GUADALAJARA — Chivas of Guadalajara, Mexico's most popular and successful soccer team, fired its head coach for the second time in less than three weeks Thursday, throwing the franchise back into disarray four days before its most important game of the season.
Former Chivas star Omar Arellano, who has been under intense pressure to win since taking over the struggling team March 30, was told he would be fired as coach less than 24 hours after a listless Chivas played Lanus of Chile to a disappointing scoreless tie Tuesday night in a Copa Libertadores match.
He was replaced by former Mexico national team assistant coach Francisco "Paco" Ramirez, who made headlines in the United States two months ago when he slapped defender Frankie Hejduk after the Americans' 2-0 win over Mexico in a World Cup qualifier.
"We're enormously happy to have this opportunity to work for such an important club, with its great history and its great relationship with its fans," said Ramirez, who has never managed a soccer team in Mexico's first division. "It's a precious challenge.
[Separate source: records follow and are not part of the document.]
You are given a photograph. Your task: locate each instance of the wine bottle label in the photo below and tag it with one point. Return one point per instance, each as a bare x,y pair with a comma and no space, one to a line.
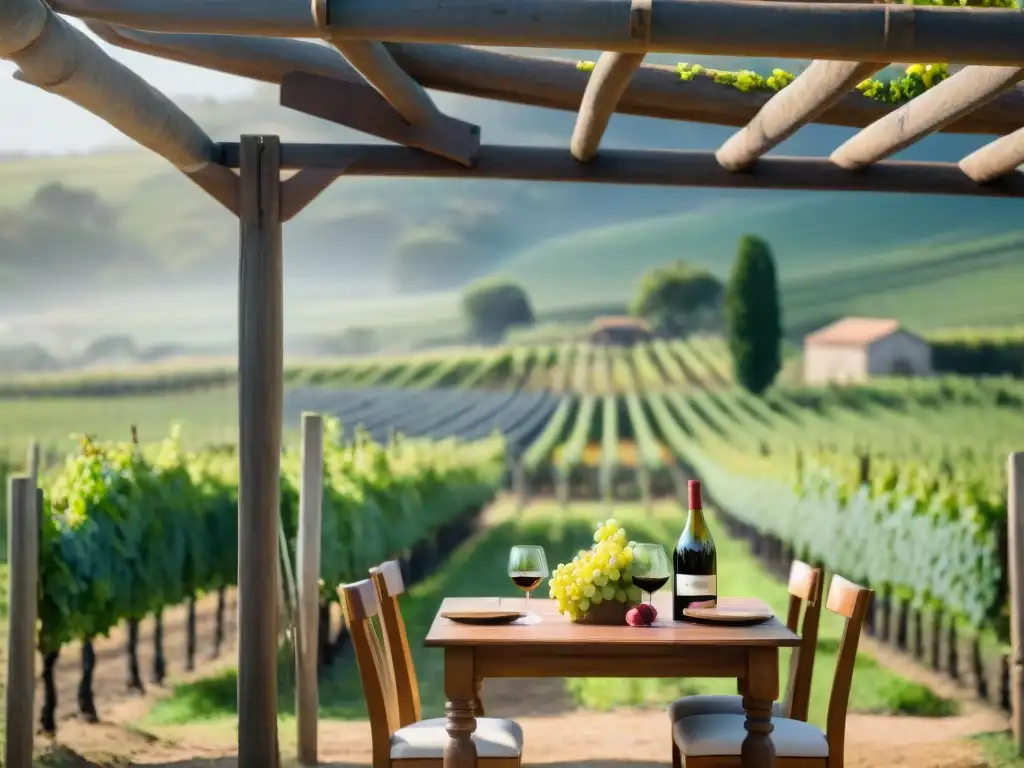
692,586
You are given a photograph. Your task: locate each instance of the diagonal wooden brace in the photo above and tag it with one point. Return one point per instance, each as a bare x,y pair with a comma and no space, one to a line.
363,109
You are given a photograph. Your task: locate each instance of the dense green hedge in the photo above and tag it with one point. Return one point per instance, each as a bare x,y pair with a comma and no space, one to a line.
124,535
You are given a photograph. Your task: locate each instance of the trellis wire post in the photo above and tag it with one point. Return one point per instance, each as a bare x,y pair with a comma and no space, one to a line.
23,558
1015,549
308,560
33,463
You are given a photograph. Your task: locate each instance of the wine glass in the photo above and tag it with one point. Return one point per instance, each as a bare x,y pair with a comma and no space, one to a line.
527,567
650,568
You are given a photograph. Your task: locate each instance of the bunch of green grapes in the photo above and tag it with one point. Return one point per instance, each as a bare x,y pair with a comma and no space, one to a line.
602,572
I believe in the capacity of Club Chivas."
Ramirez's debut as coach will be Sunday in a sold-out Jalisco Stadium against arch-rival America of Mexico City in a game so big, it's known in Mexico simply as "The Classic." And it's a game with huge postseason implications because the teams are separated by only two points with four matches left in the battle for their group's final automatic invitation to the Clasura's eight-team playoff tournament, the Liguilla.
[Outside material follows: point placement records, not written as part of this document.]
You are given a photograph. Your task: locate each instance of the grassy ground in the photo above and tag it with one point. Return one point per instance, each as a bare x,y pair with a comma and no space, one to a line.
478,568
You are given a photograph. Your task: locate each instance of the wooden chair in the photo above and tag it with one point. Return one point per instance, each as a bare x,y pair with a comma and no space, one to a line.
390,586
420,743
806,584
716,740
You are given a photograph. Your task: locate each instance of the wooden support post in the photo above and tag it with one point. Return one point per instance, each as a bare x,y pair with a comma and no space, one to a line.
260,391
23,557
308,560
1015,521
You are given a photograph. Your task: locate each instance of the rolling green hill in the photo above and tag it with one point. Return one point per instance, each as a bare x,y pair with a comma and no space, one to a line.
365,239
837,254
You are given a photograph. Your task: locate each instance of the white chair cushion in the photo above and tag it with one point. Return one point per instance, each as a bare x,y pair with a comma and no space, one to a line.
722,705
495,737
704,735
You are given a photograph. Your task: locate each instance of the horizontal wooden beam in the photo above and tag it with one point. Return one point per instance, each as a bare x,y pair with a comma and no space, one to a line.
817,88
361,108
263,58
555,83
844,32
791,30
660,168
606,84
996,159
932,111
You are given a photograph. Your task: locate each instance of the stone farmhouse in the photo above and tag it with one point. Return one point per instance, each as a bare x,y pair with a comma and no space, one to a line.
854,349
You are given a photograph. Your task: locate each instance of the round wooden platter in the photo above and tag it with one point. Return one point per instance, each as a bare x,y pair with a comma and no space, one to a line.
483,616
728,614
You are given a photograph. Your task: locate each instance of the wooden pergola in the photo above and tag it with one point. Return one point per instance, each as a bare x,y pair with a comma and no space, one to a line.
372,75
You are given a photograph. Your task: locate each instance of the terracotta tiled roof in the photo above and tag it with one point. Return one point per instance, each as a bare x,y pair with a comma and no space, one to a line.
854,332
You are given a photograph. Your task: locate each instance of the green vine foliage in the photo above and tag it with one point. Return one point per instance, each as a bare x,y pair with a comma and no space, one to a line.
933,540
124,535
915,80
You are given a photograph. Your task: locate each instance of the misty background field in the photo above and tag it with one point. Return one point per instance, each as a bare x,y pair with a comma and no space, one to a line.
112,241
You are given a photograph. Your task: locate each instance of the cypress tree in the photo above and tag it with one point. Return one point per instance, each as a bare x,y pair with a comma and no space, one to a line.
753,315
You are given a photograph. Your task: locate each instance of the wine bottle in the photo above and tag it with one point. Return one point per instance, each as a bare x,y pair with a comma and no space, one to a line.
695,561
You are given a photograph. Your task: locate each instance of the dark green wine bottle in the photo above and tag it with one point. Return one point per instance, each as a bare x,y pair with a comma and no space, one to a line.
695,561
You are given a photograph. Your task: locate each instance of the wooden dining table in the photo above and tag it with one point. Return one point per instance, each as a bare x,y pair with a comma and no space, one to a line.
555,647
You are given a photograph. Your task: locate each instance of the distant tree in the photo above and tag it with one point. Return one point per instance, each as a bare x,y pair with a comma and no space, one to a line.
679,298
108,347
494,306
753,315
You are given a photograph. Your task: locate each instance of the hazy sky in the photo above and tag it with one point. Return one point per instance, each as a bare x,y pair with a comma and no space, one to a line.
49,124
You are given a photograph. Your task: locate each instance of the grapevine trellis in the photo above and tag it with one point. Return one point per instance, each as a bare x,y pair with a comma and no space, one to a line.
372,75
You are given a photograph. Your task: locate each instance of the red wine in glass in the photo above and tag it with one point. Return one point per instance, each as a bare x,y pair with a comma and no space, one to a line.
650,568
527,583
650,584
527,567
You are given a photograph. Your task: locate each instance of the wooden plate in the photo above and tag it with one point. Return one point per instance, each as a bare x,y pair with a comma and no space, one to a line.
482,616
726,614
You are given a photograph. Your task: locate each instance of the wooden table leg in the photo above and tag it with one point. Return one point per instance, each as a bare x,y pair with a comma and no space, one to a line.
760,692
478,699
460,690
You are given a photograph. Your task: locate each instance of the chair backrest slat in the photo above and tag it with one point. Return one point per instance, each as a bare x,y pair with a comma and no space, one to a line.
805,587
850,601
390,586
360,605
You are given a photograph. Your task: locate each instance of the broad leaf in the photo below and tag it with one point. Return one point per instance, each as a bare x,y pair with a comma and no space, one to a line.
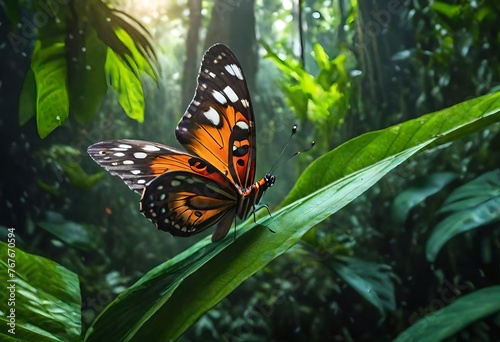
27,103
446,322
171,297
200,277
47,298
417,192
86,79
443,126
48,64
470,206
127,85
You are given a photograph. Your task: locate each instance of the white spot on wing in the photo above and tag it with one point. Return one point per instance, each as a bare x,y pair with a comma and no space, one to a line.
243,125
234,70
230,94
212,115
140,155
150,148
219,97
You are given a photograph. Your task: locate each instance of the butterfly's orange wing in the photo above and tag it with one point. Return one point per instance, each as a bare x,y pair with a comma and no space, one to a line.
181,193
219,125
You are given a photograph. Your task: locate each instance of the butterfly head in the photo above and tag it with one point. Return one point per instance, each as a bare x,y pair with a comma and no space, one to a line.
270,179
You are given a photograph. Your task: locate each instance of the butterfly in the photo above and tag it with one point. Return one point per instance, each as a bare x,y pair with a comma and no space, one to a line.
185,193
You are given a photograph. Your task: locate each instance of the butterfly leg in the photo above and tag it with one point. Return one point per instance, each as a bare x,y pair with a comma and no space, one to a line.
255,208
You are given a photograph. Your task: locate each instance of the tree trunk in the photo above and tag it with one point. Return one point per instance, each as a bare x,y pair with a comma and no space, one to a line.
192,60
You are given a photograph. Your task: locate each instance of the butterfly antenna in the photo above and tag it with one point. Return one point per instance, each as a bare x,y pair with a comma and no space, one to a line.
303,151
294,130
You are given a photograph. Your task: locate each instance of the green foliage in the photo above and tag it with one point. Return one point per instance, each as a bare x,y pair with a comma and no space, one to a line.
370,280
446,322
417,192
47,298
49,67
435,128
66,160
85,237
204,274
82,46
473,205
322,99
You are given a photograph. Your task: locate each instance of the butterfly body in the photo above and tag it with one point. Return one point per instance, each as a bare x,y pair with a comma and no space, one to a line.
213,182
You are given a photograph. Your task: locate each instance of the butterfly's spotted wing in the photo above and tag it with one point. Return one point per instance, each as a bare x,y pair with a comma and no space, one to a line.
219,123
185,193
181,193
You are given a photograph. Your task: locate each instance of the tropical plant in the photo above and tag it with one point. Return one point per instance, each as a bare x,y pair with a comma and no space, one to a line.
200,277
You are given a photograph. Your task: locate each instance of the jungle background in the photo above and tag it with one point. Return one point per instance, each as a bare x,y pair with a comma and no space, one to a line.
336,68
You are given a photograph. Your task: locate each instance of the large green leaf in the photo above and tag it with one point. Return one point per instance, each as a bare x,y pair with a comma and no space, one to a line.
443,126
27,99
470,206
47,298
444,323
417,192
171,297
48,64
86,79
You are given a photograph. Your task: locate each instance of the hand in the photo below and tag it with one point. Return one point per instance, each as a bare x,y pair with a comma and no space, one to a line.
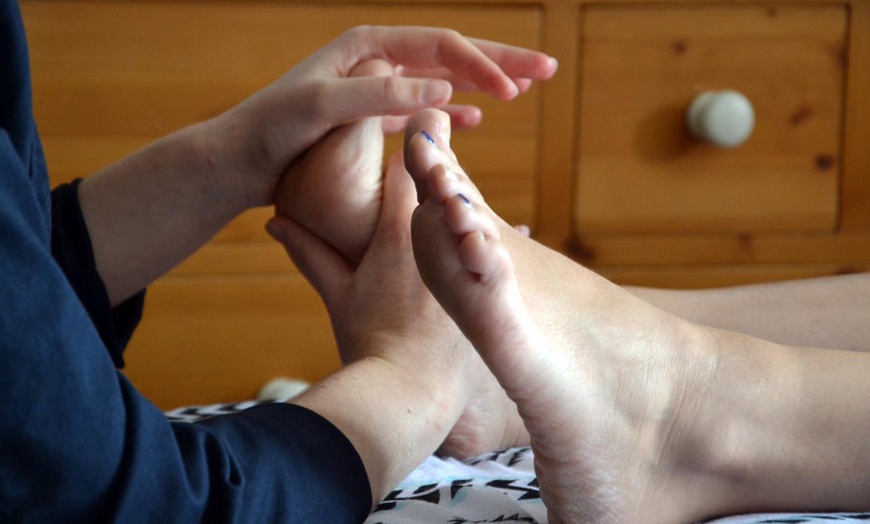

When Chivas missed the postseason in Mexico's fall tournament, the Apertura, it was the first time it had failed to advance since fall 2005.
"We have to win the Classic. That's the responsibility of the team," said Jorge Vergara, Chivas' flamboyant owner, who has changed coaches nine times since taking over the franchise in 2002, winning just one title. "There's no excuse if we don't beat America.
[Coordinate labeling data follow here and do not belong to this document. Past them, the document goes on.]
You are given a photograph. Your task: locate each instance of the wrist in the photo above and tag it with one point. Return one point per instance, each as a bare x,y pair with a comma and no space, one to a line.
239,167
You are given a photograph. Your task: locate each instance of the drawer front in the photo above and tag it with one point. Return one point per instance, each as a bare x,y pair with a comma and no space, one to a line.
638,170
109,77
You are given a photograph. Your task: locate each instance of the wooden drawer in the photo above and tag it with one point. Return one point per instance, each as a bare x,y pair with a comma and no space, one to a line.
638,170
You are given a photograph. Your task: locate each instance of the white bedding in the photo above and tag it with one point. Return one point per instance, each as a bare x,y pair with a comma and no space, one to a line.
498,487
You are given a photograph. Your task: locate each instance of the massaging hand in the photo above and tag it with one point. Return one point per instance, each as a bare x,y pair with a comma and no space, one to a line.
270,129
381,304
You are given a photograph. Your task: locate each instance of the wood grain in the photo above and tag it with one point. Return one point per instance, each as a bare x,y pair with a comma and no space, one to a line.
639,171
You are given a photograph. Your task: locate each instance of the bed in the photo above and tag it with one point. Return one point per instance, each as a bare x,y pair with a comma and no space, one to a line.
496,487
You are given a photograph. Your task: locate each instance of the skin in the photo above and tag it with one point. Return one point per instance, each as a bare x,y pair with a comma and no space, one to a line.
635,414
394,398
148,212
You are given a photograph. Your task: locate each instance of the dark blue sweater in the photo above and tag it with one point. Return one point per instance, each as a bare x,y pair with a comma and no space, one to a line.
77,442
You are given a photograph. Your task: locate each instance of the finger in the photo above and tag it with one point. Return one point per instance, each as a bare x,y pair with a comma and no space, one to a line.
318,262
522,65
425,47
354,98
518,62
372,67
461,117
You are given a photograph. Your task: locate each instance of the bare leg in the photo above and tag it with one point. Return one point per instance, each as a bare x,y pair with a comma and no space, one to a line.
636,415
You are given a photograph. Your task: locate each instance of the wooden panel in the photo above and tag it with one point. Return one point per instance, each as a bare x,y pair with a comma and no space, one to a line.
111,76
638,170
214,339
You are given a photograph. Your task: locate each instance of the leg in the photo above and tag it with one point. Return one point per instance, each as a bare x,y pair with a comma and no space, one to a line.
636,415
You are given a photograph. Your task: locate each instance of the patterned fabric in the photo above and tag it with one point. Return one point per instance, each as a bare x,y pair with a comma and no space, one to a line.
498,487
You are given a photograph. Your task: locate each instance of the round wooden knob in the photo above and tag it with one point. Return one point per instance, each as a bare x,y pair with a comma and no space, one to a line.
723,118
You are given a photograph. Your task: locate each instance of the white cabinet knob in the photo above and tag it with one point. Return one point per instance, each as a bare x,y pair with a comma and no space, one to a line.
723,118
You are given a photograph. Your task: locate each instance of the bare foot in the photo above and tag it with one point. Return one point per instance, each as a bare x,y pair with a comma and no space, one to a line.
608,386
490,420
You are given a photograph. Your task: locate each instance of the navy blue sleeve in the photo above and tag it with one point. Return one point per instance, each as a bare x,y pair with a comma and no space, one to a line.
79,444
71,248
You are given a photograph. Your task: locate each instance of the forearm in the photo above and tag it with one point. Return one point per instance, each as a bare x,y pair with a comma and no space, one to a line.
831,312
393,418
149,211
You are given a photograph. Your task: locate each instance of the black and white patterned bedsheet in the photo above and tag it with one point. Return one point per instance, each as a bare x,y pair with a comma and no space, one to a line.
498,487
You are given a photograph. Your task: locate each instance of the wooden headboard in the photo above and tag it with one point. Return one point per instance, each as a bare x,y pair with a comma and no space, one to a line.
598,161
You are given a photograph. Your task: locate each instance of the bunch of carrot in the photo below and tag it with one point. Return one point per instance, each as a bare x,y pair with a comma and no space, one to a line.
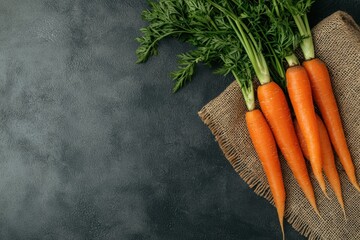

"We couldn't be afraid to make the tough decision. The team needs a change."
Although some players were said to be privately upset with Arellano's quick departure, midfielder Jesus Padilla was hopeful the change would light a fire under the team.
"I was surprised. But soccer is like that," he said. "Our job is to play on the field, so we've got to do our best on the field. The players could be motivated. When there's a new coach, you start from zero. And whoever does the best is going to play.
"They're all professional and they know that coaches come and they go."
Arellano, a former Chivas assistant coach, guided the team to one win in three tries since taking over for Efrain Flores, who himself lasted only 18 months in the post. Arellano is reportedly seeking a position with the national team under new Coach Javier Aguirre, who Arellano worked under with Atletico de Madrid.
Mexico's vacant assistant's job is one previously held by Ramirez, who was fired when the entire coaching staff was let go two weeks ago.